While drug prices and insurance companies often draw scrutiny, the report shifts the spotlight to hospitals—particularly nonprofit systems—as the main contributor to inflating costs.
Nonprofit hospitals are a major driver of America’s rising healthcare costs, consuming over $1.5 trillion in 2023 due to inefficiencies, unclear pricing and executive excess, according to a new report by the Center for Medicine in the Public Interest (CMPI).
While drug prices and insurance companies often draw scrutiny, the report shifts the spotlight to hospitals—particularly nonprofit systems—as the main contributor to inflating costs.
These organizations, which account for nearly one-third of the nation's $5 trillion in annual healthcare spending, typically operate with little financial transparency while benefiting from public subsidies and tax-exempt status.
Over the past 25 years, hospital prices have surged more than 250%, outpacing both medical inflation and the overall economy.
Much of this growth is due to the fee-for-service (FFS) model, which incentivizes hospitals to maximize billable procedures rather than focus on outcomes.
In 2024, this model alone led to an estimated $25.7 billion in misaligned spending, according to the report.
“From hospital mergers to executive and administrative pay to site-based fees, hospitals are increasing costs for Americans without oversight or accountability,” CMPI President Peter Pitts said in a news release. “Patients deserve to know what they are paying for and to pay based on the service, not the location of care.”
A detailed case study in the report focused on New York’s nonprofit hospitals, showing how these institutions often demand high prices from private insurers while excluding Medicaid patients.
Hospital prices have surged more than 250% over the last 2 decades, outpacing both medical inflation and the overall economy. Much of this growth is due to the fee-for-service (FFS) model, which incentivizes hospitals to maximize billable procedures rather than focus on outcomes.
Despite federal efforts to curb surprise billing, patients continue receiving costly out-of-network charges.
The report also highlighted aggressive debt collection practices—over 53,000 lawsuits in five years—and widespread failure to comply with price transparency laws.
Even with hundreds of millions in private donations and major tax exemptions, many New York hospitals rank poorly in providing charity care.
“As the U.S. Senate works through the 'Big, Beautiful Bill' and looks at reining in waste, fraud, and abuse, hospitals must be central in that conversation,” report co-author Jerry Rogers said in the release. “We cannot afford to offer tax breaks to nonprofit hospitals just so they can pay their CEOs exorbitant sums of money, inflate their prices, and speculate on real estate. Taxpayers deserve better.”
State and federal officials are also taking notice.
President Trump recently signed an executive order promoting “radical price transparency.”
Florida Attorney General James Uthmeier issued subpoenas to ensure hospital compliance with state transparency laws.
In addition, Indiana Governor Mike Braun signed legislation threatening nonprofit status for hospitals charging excessively high prices.
Nationally, the Lown Institute found that 80% of nonprofit hospitals spent less on financial assistance and community health than the value of their tax exemptions.
In 2024 alone, these “fair share deficits” totaled $25.7 billion—enough to eliminate all medical debt in California, Texas, New York and Pennsylvania combined, the CMPI report found.
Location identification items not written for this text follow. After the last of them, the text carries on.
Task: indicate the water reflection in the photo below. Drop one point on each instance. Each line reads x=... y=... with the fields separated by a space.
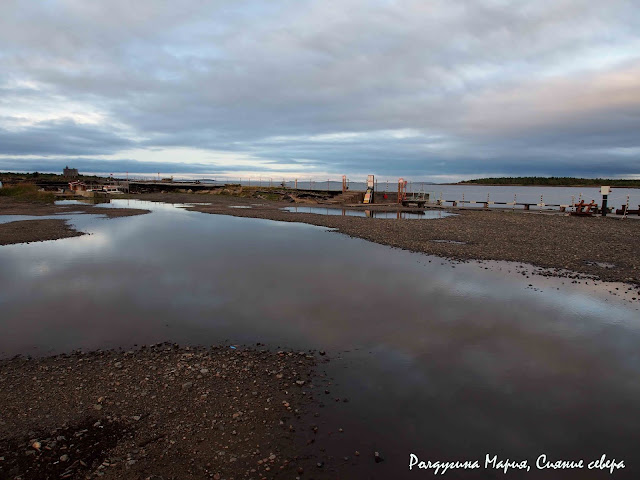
x=426 y=214
x=448 y=363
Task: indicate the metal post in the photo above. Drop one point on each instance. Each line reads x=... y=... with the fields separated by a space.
x=626 y=209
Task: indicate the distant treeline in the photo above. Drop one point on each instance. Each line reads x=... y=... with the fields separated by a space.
x=37 y=177
x=553 y=181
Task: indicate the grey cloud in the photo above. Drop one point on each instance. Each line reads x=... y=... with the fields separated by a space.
x=508 y=86
x=61 y=138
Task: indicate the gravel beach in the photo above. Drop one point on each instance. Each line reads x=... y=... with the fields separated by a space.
x=605 y=248
x=158 y=412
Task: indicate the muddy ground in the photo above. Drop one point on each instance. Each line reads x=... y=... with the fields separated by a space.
x=551 y=240
x=41 y=230
x=162 y=412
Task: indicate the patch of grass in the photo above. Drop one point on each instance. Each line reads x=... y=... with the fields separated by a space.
x=27 y=193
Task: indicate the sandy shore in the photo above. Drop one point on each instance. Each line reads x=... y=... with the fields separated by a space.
x=41 y=230
x=158 y=412
x=606 y=248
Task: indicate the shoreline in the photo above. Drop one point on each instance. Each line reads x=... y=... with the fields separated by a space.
x=37 y=230
x=176 y=412
x=554 y=242
x=602 y=248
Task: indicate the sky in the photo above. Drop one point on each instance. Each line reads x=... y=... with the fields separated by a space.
x=431 y=90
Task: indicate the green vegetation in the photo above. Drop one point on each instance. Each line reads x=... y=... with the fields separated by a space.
x=553 y=181
x=42 y=178
x=27 y=193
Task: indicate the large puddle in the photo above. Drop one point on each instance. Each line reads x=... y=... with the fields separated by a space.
x=424 y=214
x=449 y=362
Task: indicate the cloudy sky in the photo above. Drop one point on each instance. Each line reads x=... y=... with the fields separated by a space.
x=431 y=90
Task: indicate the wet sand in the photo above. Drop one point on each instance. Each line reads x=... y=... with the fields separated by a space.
x=35 y=231
x=26 y=231
x=158 y=412
x=560 y=243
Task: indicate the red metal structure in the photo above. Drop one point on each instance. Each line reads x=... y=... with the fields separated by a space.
x=402 y=190
x=584 y=209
The Cleveland Clinic shared another example of this case where the health system received over $1 billion in taxpayer drug-assistance funds between 2020 and 2023, but instead of reducing costs for low-income patients, it funneled money into general revenue—paying 22 executives over $1 million each and ending the year with nearly $1 billion in profit.
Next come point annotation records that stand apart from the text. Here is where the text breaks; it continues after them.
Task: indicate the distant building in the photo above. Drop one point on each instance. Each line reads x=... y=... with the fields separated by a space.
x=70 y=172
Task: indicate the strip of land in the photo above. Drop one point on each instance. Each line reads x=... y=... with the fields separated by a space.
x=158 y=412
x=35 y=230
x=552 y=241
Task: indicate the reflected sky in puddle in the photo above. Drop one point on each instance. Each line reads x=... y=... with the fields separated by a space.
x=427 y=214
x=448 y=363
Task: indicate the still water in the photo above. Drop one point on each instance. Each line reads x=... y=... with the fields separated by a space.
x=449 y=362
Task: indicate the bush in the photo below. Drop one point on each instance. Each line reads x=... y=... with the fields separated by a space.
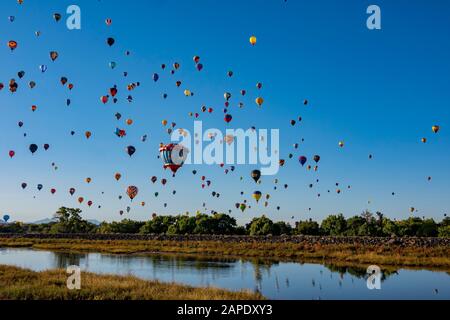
x=334 y=225
x=308 y=227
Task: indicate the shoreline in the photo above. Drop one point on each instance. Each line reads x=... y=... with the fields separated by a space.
x=402 y=252
x=23 y=284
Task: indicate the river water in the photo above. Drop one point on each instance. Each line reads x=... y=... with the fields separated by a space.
x=275 y=280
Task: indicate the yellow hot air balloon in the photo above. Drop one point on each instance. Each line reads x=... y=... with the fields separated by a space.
x=259 y=101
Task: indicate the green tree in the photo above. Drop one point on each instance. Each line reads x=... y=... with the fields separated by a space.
x=70 y=221
x=334 y=225
x=260 y=226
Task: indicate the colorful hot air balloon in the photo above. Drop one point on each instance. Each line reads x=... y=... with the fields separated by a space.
x=257 y=195
x=174 y=156
x=435 y=128
x=33 y=148
x=259 y=101
x=302 y=160
x=256 y=174
x=12 y=45
x=132 y=192
x=131 y=150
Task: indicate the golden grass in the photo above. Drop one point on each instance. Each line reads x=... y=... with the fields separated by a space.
x=387 y=255
x=22 y=284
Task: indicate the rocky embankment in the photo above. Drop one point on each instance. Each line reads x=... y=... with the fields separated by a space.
x=309 y=240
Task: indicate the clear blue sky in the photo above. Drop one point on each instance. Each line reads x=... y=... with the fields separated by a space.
x=379 y=91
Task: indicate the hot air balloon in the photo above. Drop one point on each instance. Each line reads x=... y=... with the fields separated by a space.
x=131 y=150
x=12 y=45
x=174 y=156
x=54 y=55
x=256 y=175
x=257 y=195
x=259 y=101
x=33 y=148
x=302 y=160
x=132 y=192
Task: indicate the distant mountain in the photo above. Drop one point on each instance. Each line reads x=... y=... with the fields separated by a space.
x=48 y=220
x=93 y=221
x=45 y=221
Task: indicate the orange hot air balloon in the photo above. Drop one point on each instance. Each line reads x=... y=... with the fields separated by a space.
x=12 y=45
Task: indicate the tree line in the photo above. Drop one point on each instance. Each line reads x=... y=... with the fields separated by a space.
x=69 y=220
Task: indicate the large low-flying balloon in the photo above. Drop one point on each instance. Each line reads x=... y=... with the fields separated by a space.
x=174 y=156
x=131 y=150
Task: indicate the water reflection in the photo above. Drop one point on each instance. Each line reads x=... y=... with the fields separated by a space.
x=274 y=279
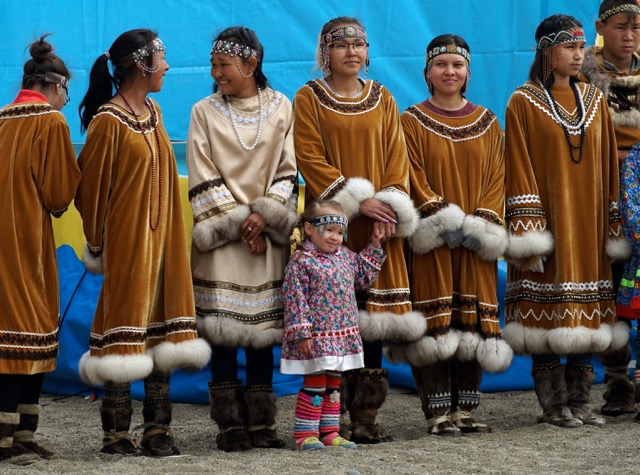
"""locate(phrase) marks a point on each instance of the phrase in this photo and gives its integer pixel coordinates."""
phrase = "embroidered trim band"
(572, 35)
(628, 8)
(233, 49)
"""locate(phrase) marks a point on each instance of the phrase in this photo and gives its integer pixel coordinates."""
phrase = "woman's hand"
(304, 347)
(252, 227)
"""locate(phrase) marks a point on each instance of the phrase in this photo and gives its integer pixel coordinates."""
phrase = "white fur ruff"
(493, 237)
(96, 370)
(280, 219)
(217, 231)
(92, 263)
(191, 355)
(355, 192)
(227, 332)
(428, 233)
(531, 243)
(404, 209)
(618, 249)
(390, 327)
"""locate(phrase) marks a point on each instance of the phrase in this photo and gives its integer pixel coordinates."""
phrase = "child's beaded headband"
(630, 8)
(572, 35)
(233, 49)
(321, 222)
(448, 49)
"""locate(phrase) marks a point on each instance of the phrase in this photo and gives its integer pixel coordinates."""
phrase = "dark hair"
(552, 24)
(101, 82)
(43, 60)
(609, 4)
(246, 37)
(444, 40)
(330, 25)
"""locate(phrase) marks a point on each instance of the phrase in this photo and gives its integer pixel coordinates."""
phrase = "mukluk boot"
(227, 410)
(261, 410)
(10, 451)
(433, 383)
(579, 379)
(551, 389)
(620, 395)
(467, 376)
(369, 393)
(25, 432)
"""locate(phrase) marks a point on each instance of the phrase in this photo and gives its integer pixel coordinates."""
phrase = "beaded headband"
(233, 49)
(630, 8)
(572, 35)
(323, 220)
(448, 49)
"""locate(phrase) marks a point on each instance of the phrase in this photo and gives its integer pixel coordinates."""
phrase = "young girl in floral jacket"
(321, 337)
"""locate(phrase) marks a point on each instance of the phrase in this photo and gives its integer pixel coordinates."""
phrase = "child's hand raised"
(304, 347)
“Hospitals have remained in the shadows for too long, and the divergence between the mission of nonprofit hospitals and their operations can no longer be ignored,” added Pitts. “Profits cannot be placed over patient well-being, and revenue must not be prioritized over responsibility.”
While Congress has yet to tackle hospital reform directly, many proposals are gaining traction.
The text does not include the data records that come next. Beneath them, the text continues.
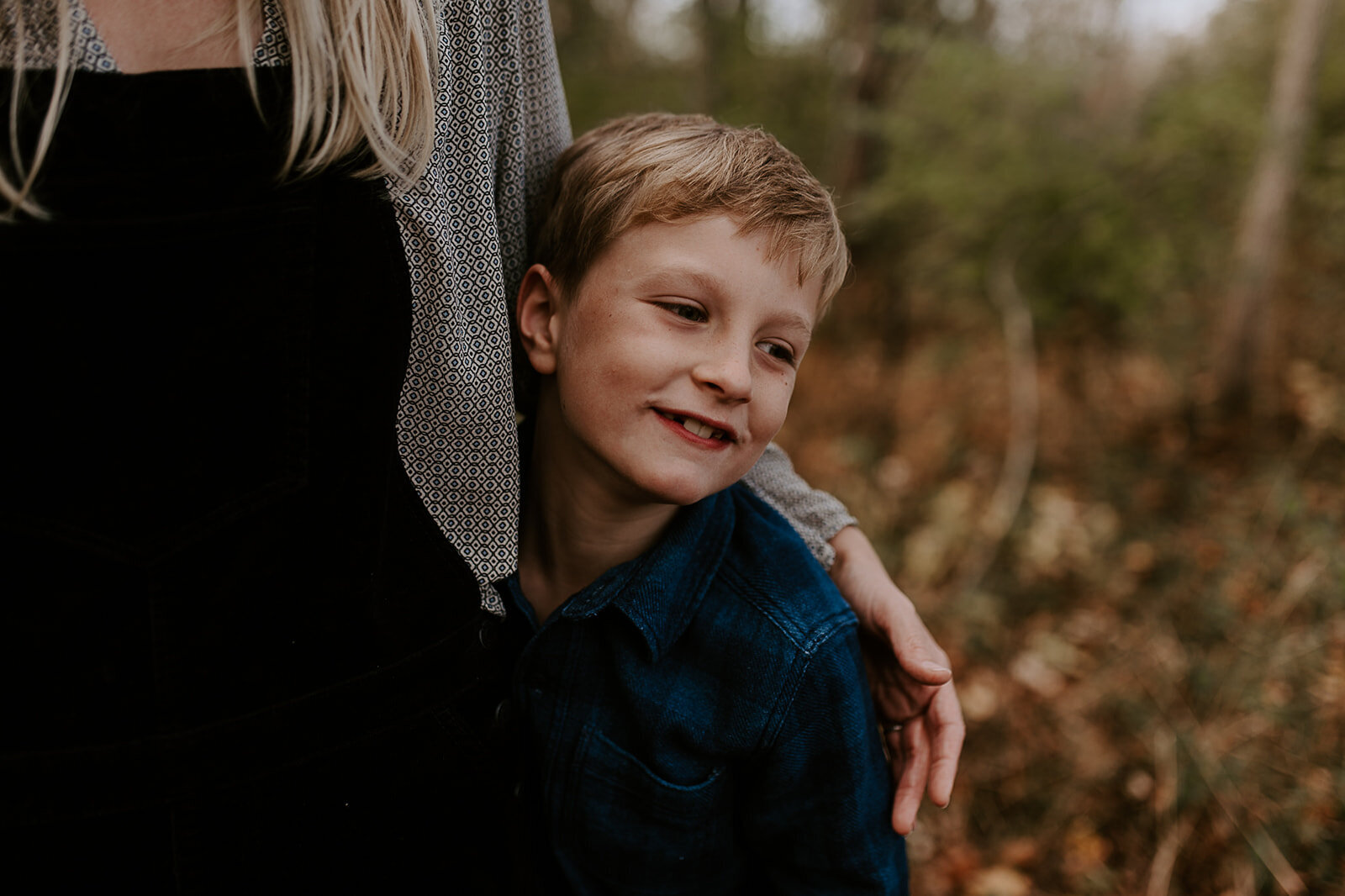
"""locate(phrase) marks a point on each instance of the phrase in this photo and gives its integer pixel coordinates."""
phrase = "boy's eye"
(689, 313)
(778, 350)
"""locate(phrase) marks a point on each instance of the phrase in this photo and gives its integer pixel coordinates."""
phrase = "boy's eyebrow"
(709, 282)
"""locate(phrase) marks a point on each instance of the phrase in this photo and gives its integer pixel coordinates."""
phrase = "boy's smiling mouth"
(696, 427)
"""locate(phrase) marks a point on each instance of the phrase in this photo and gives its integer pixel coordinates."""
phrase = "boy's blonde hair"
(665, 167)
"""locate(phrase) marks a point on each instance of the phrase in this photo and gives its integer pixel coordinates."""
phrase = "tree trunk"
(1243, 366)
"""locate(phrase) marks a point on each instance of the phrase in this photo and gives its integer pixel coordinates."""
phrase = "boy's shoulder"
(770, 568)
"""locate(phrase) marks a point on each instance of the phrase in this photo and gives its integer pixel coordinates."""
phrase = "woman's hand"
(910, 677)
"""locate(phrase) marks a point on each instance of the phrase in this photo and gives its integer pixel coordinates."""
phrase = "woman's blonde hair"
(667, 167)
(363, 76)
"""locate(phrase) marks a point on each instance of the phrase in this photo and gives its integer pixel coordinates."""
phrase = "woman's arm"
(908, 672)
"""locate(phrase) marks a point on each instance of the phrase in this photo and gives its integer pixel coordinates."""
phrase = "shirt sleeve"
(817, 801)
(814, 514)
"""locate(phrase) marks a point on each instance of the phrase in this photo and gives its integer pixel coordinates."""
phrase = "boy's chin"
(683, 493)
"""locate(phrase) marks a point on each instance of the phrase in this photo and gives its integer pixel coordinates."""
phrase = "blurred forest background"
(1086, 392)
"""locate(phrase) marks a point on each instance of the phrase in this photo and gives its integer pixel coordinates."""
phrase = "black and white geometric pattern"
(501, 123)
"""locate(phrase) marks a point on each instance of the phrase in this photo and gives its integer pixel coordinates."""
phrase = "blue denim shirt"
(699, 723)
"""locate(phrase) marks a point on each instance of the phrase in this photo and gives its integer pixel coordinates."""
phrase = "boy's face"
(674, 360)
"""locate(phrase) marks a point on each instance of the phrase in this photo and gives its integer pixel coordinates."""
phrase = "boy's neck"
(575, 528)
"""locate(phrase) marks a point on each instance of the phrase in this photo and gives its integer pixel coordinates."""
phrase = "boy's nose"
(726, 372)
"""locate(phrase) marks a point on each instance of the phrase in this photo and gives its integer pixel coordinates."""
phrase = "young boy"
(692, 688)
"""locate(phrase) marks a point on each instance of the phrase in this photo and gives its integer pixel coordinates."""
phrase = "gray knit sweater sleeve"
(814, 514)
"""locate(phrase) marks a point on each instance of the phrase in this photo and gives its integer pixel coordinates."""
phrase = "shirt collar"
(661, 589)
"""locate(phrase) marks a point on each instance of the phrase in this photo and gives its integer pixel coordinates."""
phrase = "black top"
(237, 650)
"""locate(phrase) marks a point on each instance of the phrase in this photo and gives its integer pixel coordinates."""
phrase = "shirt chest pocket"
(629, 829)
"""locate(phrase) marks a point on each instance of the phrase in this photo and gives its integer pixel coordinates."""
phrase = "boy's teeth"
(699, 428)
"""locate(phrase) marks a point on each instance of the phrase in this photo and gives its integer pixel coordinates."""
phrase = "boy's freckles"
(676, 360)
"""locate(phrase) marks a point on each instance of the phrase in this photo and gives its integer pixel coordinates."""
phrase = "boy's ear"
(538, 329)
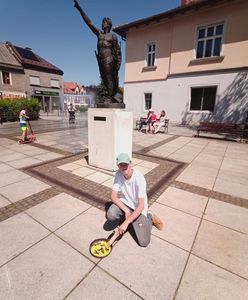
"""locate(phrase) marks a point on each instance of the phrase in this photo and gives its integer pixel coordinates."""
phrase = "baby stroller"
(31, 137)
(72, 116)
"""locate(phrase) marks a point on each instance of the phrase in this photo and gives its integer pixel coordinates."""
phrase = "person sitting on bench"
(159, 124)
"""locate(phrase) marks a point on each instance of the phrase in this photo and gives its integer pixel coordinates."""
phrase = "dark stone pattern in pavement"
(211, 194)
(156, 145)
(97, 194)
(24, 204)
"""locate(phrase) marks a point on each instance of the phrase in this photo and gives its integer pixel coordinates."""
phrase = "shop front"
(49, 101)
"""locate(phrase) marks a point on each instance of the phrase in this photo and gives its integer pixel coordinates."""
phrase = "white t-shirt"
(131, 189)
For example, the Senate’s “Same Care, Lower Cost Act” would implement site-neutral payments—tying reimbursement to the service rather than location—which could save $157 billion over 10 years.
In the House, the “Holding Nonprofit Hospitals Accountable Act” would link tax exemptions to new community benefit standards. International comparisons highlight the U.S. system’s inefficiency.
Countries such as Canada and Germany use centralized price negotiation and transparency, helping curb costs and align spending with patient outcomes.
Authors suggest that real reform must include price transparency, stricter nonprofit accountability and alignment of incentives with patient health—not hospital revenue.